Непредвиденное путешествие - Стрелков Петр Георгиевич. Страница 7
Единственный раз я встретил рождение дня над крышей мира. Должен сознаться, что торжественность момента и холодное великолепие красок тогда меня не волновали. Глаза как бы фотографировали окружающее без участия сознания, «проявление» же этих кадров произошло позднее. В тот момент восход солнца означал для меня скорый конец жестокого утреннего мороза. Со светом прошли и ночные страхи – я узнал место, на котором очутился. Внизу еще спала в тени вчерашняя зеленая долина.

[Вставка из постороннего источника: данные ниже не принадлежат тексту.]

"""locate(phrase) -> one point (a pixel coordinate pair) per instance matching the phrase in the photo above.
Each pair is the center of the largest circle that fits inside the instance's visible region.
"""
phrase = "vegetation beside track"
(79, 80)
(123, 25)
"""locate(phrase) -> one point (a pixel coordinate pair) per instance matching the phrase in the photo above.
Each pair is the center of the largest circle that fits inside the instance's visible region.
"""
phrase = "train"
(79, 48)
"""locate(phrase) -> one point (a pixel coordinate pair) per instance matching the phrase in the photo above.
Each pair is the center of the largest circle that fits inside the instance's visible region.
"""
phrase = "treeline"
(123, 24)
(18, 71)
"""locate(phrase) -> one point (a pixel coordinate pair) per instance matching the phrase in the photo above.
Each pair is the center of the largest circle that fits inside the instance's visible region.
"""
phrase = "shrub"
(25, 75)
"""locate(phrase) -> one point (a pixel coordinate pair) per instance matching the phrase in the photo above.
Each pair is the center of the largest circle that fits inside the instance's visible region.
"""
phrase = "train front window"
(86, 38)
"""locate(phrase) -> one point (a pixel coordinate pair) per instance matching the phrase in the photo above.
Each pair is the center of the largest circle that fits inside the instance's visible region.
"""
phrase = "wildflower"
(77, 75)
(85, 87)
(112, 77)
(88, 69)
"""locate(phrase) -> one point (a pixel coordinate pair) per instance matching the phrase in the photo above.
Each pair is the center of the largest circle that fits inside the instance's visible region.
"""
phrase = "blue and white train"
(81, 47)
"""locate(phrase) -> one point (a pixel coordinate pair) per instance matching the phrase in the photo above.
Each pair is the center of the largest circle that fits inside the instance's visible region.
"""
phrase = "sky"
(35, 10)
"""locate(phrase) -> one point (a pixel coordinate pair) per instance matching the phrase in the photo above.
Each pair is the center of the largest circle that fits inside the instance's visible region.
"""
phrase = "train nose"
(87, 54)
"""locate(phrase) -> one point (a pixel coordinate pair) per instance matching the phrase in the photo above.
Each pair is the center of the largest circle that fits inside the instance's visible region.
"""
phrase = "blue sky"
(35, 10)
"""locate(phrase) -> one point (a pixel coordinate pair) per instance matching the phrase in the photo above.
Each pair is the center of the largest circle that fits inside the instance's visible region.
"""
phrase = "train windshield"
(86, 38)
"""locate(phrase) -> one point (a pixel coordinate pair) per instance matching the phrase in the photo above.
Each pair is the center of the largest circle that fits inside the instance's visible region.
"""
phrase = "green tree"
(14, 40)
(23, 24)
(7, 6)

Верховья двух похожих ущелий с текущими по их дну ручьями расходились по другую сторону гребня. Из одного из них я сейчас вышел. Другое поворачивало туда, где виднелись знакомые очертания вздымавшихся над Сарезом вершин и должен был находиться наш лагерь. Я перепутал их в сумерках.
Пока я размышлял, как идти дальше, произошло удивительное событие. Совсем близко на гребне возник крупный киик, возможно, из вчерашних знакомых. Солнце блестело на его ребристых рогах, высвечивало желтые глаза, клочья линной шерсти на боках. Он будто знал, что скрюченный от холода человек ему не опасен, и застыл в картинной позе. А через мгновение исчез, будто растаял. До сих пор не уверен, был ли козел в действительности или только причудился мне.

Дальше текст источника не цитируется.